In Season 2, Anjana, a lawyer at a firm, is subjected to constant and blatant discrimination from her male boss. The boss in question neglects her opinions despite her expertise, casually makes sexist and demeaning comments, and hands over her cases and promotion to a male junior.
The boss has been given horribly unsubtle and misogynistic dialogues like – “Everything is my business – even your time of the month, which I’m assuming is right now. It would explain why you’re being so hysterical.”

Anjana fights back against his continued bigoted behaviour, and eventually resigns.
These instances make it clear – Anjana’s boss is sexist and discriminating against her for gendered reasons.
Discrimination against women in work-places in reality, is almost never this transparent and obvious.
They’re more likely to be subtle – justified as jokes and disguised as harmless. These microaggressions are much more prevalent, much harder to fight, and much more damaging. They’re almost always impossible to call out or fight back against. They leave you second-guessing yourself, wondering if you’re overthinking things and reading too much into what is being said or done.

When you skip a nuanced and more realistic depiction of workplace sexism and instead replace it with a script that is more ‘Workplace Harassment for Dummies’ and less ‘Here is what sexism at the workplace can look like’, not only do you add zero depth to the conversation, you run the risk of over-simplifying and even negating what is otherwise a much more complex experience.
Not everyone has the privilege to resign from their jobs like Anjana did, despite blatant misogyny and discrimination.
Starting a conversation about how women can attempt to deal with and put an end to sexist behaviour in their workplace when they cannot afford to resign, would have not only been realistic but also helpful.
A skewed representation of women and men
There is a line, and not a fine one at that, between empowered and entitled, self-assured and selfish, and messy and mistaken – a line that the creators treat as invisible.
The female characters are wooden with barely any character growth. They make the same mistakes over and over again, deal with insecurities by developing superiority complexes, have a twisted idea of independence and maturity, and treat everyone around them with little empathy.

It’s surprising to see a television show with a woman-dominated crew create female characters who are this flat, and male characters who are even more so. Milind Soman and Prateik Babbar’s characters are nothing more than blatant eye-candy.
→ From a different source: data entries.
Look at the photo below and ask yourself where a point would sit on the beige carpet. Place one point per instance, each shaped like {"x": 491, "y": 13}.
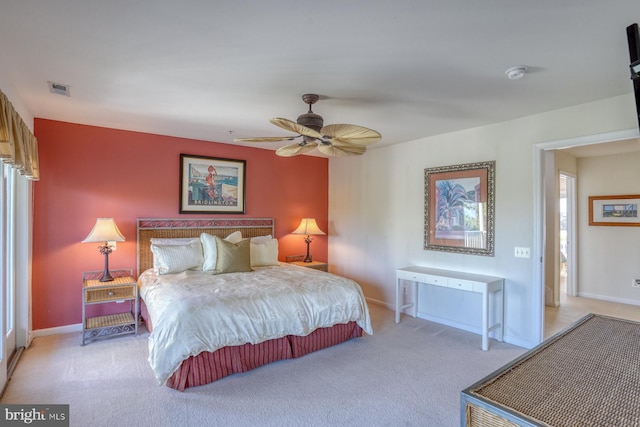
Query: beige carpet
{"x": 409, "y": 374}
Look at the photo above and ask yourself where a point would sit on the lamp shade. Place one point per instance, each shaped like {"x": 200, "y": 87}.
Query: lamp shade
{"x": 105, "y": 230}
{"x": 309, "y": 227}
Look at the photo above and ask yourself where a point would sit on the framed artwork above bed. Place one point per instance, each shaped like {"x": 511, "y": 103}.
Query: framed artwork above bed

All the male characters in Four More shots Please! are treated with little respect by the four central women.
A show that feels the need to be reductive towards one gender could never be successful in truly empowering the other.
Sisterhood of not really caring
There are moments of female bonding and camaraderie in Four More Shots Please! that are truly heart-warming and relatable.
The show is abundant in instances of the women rushing across the city to get to each other – across the globe from Mumbai to Istanbul in season 2 – and are constantly (CONSTANTLY) pulling each other in for group hugs.

However, showing up is not equivalent to being there. One of them complaining about her problems is almost always followed by the others responding with their own complaints. It’s baffling, the number of times the women talk to each other but refuse to actually listen.
A fight like the climactic one in Season 1, with its venomous spite and nastiness, does not burst out the way it did, in a healthy sisterhood; nor does it get resolved with barely any hashing out of their problems, the way it did in the very first episode of season 2.
No more shots please
Four More Shots Please! is a show about a group of privileged people targeted towards a group that is much the same. It exists in a vacuum that could be aspirational for some, and regressive for others – but is completely removed from reality for both.
The second season was much like the first, without the novelty. If there is to be more, adding depth and a more nuanced depiction of empowered feminists and progressive feminism would go a long way. After all, not everyone can handle shots – sometimes, it’s good to add a mixer.